More importantly though, Spotify doesn't directly link artists to bands they're in. For example, on Spotify, Billie Joe Armstrong is credited with his work on Green Day, but if you go to the Billie Joe Armstrong page, he isn't. On Tidal, each artist can also be broken down by their role on a project. For example, you can see just the songs that Paul McCartney wrote (turns out he wrote a track for Drake called Champagne Poetry in 2021... who knew). On Paul McCartney's page on Spotify he isn't even attributed to The Beatles
> For example, you can see just the songs that Paul McCartney wrote (turns out he wrote a track for Drake called Champagne Poetry in 2021... who knew).
Unexpected writing credits like this usually indicate sampling. In this case [0], Drake sampled a song [1] that sampled another song [2] that was a cover of a Beatles song [3].
I used Tidal twice, for a year or so each time, and I found that their recommendations were the best by far. But their app was so insanely buggy. On multiple different phones it would have to be force-closed and restarted about hourly. Usually it froze when starting a new song. The whole screen would be frozen and unresponsive. Now I use Apple music and the recommendations are garbage, and it also freezes frequently, but specifically only when I wake the app up from sleep.
Importantly for music discovery, Tidal make it relatively easy to browse by record label so if you're not listening to major label pop stuff you can pretty easily find a bunch of artists in a similar niche. If that is possible on Spotify they've made it hard enough to access that it might as well not have been there.
Last.fm was good, but inevitably went downhill when it was bought out. As they had to commercialise more and more from the early days as a uni project that became audioscrobbler, with a tiny userbase, they followed the standard Doctorow model of capitalist decline. They had a sweet spot a few years in when they had plenty of data flowing and they hadn't yet messed up their APIs. Right now I use it to log my listening but I'm waiting for the email that says I'll need to move my data elsewhere.
I would naively assume that both Spotify and Tidal pull that information from the same sources. Hopefully there is a web service. Not to take anything away from the first person who decided to, you know, actually tell us this information. At this point it should be table stakes for a music streaming service-indeed, it should be a legal requirement if you ask me.
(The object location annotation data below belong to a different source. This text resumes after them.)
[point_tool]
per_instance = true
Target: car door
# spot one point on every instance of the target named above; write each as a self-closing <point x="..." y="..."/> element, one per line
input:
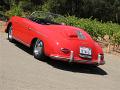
<point x="22" y="31"/>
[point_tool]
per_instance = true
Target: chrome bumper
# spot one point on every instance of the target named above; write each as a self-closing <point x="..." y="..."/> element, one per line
<point x="71" y="59"/>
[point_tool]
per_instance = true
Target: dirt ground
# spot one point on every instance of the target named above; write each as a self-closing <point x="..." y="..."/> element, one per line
<point x="19" y="70"/>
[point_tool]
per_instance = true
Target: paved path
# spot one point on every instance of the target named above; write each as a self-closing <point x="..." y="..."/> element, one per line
<point x="20" y="71"/>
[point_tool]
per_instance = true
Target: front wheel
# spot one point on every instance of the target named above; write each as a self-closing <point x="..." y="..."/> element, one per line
<point x="10" y="31"/>
<point x="38" y="51"/>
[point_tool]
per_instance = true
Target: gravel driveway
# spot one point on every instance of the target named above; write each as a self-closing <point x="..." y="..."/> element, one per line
<point x="20" y="71"/>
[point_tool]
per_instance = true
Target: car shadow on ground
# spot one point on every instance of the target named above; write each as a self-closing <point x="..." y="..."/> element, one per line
<point x="71" y="67"/>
Thanks, that's really surprising. Credits get into ownership and payment, and I assumed some group of authorities would have that on lock, and would have pooled all their data since it's sort of in their interest to do so. Silly me I guess!
Spotify just pays the owner of the song (typically a record label) so doesn't need to be concerned with who created it. But yeah, even then, it's surprising the Spotify credits are so poor. Everyone forgets about Ringo!